As you can probably tell by yesterday’s post, my thesis is still young, not quite formed, and has a few holes.  As an exercise, I am considering cataloging cognitive behavior (especially economic behavior) in terms of reversibility.  I am wondering if the results of this exercise, which might have a physical basis in neurobiology, could result in a kind of “periodic table of elements” for human behavior. Could it help point the way to better understanding of the neurobiology of various behavioral mechanisms?  This would be a mult-dimensional map, including:

  • Degree of irreversibility
  • Irreversibility seeking versus irreversibility maintenance
  • Irreversibility recognition (do you know it when you see it?)
Consider some examples:
  • Defense of property (irreversibility maintenance)
  • Economic transaction (irreversibility seeking)
  • Social bonding (irreversibility seeking while bonding, maintenance afterwards)
  • Obsessive compulsive disorder (irreversibility seeking, but unable to recognize it when it occurs)
  • Schizophrenia (brain randomness: low irreversibility/bias, high irreversibility seeking behavior)

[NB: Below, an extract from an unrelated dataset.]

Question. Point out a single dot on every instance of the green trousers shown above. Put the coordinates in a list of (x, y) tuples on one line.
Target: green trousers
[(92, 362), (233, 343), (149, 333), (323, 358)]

Consider the potential mapping along these dimensions:

Reversible ← → Irreversible
Successful recognition ↑
Recognition failure ↓

Indeed, I am having a difficult time expressing what is on my mind.  I will try to read more literature on behavioral economics to see if others have already tread these waters and also to see if I can get some hints on how to express my thoughts better on this topic.  Of course, this work might be a nothing but a snipe hunt, but I think I might at least learn something from the exercise.